8. Quais são os mecanismos de capacitação e acompanhamento oferecidos às entidades da sociedade civil conveniadas?
9. Quais providências estão sendo tomadas para garantir a execução mínima exigida pela LODF (art. 269-A, § único, que veda contingenciamento ou remanejamento)?
10. Qual a previsão de execução para no ano de 2025? (se possível encaminhar os editais ou minutas a serem executadas ainda este ano)

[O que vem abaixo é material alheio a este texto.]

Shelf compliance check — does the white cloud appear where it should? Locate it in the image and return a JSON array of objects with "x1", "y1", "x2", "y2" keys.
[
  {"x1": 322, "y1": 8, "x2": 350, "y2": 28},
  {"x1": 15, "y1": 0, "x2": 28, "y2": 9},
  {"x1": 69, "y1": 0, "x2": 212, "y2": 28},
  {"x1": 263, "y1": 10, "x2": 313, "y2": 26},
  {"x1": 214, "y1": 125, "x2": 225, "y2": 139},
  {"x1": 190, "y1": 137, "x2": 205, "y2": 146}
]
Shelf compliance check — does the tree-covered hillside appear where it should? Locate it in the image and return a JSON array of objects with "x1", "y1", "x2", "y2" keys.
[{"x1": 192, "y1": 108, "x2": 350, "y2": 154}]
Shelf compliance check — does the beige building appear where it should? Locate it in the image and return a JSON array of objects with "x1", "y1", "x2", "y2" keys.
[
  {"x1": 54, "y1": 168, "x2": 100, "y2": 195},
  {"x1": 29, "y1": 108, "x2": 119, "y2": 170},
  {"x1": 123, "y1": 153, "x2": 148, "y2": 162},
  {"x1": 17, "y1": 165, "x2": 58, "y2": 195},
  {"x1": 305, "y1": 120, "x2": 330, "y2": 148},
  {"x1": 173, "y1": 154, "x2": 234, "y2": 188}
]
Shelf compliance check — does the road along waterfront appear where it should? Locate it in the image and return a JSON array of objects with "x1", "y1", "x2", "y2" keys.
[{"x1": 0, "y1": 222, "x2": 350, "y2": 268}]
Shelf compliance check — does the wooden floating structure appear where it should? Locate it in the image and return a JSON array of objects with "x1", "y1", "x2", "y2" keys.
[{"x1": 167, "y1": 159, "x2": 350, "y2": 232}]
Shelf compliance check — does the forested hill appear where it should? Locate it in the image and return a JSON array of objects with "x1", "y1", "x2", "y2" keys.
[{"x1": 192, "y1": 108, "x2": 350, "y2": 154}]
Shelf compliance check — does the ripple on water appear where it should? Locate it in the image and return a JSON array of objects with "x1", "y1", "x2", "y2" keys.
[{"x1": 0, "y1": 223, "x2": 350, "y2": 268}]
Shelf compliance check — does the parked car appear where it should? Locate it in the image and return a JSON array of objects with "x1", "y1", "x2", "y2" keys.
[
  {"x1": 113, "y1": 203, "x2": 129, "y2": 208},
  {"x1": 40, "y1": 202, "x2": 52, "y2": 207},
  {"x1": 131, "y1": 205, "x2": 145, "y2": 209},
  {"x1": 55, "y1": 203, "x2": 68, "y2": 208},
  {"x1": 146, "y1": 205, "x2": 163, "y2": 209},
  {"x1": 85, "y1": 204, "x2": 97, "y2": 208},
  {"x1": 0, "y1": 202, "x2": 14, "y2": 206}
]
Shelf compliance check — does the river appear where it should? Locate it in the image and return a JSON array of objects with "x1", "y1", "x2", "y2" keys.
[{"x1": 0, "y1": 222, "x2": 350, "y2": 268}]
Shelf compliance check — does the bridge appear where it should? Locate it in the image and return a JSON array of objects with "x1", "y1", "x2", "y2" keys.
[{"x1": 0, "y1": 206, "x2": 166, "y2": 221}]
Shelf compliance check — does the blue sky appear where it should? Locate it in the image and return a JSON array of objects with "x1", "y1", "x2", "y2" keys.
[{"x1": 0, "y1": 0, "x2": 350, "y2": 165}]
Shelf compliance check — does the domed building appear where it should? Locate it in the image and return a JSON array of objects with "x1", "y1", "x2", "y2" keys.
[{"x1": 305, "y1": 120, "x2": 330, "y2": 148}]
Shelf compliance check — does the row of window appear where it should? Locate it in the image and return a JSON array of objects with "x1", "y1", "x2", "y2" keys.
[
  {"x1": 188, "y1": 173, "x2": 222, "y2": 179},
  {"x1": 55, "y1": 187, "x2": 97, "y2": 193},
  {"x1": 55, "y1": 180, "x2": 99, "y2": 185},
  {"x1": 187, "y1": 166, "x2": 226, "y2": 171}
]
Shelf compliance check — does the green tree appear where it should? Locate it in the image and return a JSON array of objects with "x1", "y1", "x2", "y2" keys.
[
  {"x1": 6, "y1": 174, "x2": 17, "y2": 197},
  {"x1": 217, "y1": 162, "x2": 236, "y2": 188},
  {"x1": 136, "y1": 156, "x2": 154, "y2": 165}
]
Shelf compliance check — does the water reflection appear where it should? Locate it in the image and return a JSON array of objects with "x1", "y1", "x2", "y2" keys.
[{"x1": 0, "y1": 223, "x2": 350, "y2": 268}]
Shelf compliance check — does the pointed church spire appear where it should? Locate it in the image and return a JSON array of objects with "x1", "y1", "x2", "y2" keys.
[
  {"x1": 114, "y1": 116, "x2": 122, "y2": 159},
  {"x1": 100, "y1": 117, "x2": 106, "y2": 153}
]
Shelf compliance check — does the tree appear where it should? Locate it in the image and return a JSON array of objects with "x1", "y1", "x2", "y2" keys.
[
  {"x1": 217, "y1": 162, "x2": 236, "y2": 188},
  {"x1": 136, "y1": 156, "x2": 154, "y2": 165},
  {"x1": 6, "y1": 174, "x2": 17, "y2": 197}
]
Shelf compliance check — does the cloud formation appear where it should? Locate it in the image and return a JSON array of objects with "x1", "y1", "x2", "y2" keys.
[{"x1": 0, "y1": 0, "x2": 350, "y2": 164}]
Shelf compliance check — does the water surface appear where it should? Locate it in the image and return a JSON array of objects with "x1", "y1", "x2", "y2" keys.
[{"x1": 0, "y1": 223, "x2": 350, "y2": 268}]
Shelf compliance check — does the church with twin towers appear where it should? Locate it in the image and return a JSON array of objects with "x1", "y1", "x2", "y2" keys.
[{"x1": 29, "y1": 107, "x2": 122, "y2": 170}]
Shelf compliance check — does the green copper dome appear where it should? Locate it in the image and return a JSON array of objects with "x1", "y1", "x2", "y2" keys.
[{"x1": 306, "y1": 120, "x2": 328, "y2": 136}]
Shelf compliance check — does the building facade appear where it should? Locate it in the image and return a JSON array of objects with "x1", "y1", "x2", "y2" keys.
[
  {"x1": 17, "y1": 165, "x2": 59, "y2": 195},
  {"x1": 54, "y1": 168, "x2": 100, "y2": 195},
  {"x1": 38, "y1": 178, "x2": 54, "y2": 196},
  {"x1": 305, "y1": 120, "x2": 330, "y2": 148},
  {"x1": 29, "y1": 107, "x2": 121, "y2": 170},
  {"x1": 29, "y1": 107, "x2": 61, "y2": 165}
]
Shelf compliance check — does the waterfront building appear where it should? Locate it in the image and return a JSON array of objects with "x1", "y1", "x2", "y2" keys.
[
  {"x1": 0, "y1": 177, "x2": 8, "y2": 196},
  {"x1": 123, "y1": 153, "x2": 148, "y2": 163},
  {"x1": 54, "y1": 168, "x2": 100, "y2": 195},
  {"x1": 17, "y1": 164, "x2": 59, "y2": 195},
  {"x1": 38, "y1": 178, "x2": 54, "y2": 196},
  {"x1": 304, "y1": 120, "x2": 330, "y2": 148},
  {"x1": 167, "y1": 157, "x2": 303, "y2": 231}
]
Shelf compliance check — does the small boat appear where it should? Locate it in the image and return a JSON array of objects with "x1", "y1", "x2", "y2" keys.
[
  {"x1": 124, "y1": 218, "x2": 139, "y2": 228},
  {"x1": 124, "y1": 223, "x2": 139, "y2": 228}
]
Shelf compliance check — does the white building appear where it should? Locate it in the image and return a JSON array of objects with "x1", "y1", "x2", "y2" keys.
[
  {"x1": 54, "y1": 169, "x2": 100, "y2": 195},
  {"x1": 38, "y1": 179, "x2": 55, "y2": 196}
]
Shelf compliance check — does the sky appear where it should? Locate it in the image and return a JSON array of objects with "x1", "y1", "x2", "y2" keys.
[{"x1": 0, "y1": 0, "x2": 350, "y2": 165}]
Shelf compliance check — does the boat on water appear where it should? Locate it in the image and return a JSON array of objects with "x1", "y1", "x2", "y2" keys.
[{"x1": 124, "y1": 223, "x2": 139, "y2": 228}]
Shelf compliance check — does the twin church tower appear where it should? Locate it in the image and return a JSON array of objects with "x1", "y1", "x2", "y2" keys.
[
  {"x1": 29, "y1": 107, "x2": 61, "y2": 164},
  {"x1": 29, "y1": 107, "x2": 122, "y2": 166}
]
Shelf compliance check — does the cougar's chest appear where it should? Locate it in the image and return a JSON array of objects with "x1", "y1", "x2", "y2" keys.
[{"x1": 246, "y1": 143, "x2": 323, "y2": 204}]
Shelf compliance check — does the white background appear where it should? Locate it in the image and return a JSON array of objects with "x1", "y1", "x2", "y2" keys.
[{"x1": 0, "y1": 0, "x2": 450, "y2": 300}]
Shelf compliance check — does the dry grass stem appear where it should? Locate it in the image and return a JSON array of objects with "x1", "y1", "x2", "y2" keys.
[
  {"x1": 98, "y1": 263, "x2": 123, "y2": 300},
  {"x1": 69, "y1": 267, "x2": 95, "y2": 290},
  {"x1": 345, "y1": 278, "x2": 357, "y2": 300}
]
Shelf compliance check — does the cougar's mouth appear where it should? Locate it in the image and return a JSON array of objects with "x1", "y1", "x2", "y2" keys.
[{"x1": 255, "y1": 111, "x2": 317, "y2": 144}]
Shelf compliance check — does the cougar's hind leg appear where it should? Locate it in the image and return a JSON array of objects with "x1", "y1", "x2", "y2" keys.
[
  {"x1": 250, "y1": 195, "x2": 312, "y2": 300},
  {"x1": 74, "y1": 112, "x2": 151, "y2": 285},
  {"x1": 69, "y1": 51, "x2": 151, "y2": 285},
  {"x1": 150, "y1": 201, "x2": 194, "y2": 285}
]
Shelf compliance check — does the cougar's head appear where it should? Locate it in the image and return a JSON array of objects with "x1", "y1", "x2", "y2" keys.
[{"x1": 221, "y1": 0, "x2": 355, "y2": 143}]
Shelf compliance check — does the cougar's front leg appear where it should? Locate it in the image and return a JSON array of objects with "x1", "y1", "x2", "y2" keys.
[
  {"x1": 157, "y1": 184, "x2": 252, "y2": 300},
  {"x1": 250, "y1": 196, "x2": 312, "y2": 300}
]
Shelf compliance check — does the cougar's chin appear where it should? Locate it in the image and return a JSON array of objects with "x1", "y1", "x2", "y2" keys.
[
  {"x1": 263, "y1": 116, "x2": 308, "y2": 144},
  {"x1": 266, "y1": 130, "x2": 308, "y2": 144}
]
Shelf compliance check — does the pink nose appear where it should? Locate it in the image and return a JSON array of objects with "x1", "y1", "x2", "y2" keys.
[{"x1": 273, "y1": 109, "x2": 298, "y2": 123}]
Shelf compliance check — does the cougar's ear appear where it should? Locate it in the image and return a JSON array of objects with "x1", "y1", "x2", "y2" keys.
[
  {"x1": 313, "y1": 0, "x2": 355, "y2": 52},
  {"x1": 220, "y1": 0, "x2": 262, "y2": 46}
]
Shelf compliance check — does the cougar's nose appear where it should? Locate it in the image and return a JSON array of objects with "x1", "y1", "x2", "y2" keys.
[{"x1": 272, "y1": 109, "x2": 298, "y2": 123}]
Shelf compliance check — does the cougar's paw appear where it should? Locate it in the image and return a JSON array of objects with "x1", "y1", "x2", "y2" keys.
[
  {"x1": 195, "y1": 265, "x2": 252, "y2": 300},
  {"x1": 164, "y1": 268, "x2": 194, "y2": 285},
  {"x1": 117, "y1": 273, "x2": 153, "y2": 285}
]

IV - PLANO DE EXECUÇÃO E METODOLOGIA DE AVALIAÇÃO
O plano de trabalho da relatoria seguirá as seguintes etapas:
a) Etapa Inicial – Requisição de Informações (30 dias): envio do ofício com os quesitos acima ao CDCA/DF, estabelecendo prazo razoável para resposta.
b) Etapa de Análise Documental: exame das respostas encaminhadas pelo Conselho, confrontando-as com os dispositivos legais aplicáveis e com os dados financeiros disponíveis no Portal da Transparência.
c) Etapa de Audiências Públicas: caso persistam inconsistências, promover audiência pública com representantes do CDCA/DF, da Sejus, da Casa Civil e da sociedade civil organizada.
d) Etapa de Relatório Final: elaboração de relatório conclusivo avaliando a conveniência de medidas fiscalizatórias diretas, podendo recomendar inspeções in loco, auditoria ao Tribunal de Contas do DF e sugestões de alteração normativa.
A metodologia de avaliação considerará critérios de legalidade, legitimidade, economicidade, eficiência, eficácia e efetividade; utilizando instrumentos como análise documental, dados orçamentários, pareceres técnicos, oitivas e audiências.
Os indicadores principais incluem: percentual de execução orçamentária anual, número de projetos aprovados/executados, tempo médio de tramitação de processos e medidas corretivas implementadas.
Documento assinado eletronicamente por IOLANDO ALMEIDA DE SOUZA - Matr. Nº 00149, Deputado(a) Distrital, em 25/08/2025, às 20:15:49 , conforme Ato do Vice-Presidente e da Terceira Secretária nº 02, de 2020, publicado no Diário da Câmara Legislativa do Distrito Federal nº 284, de 27 de novembro de 2020.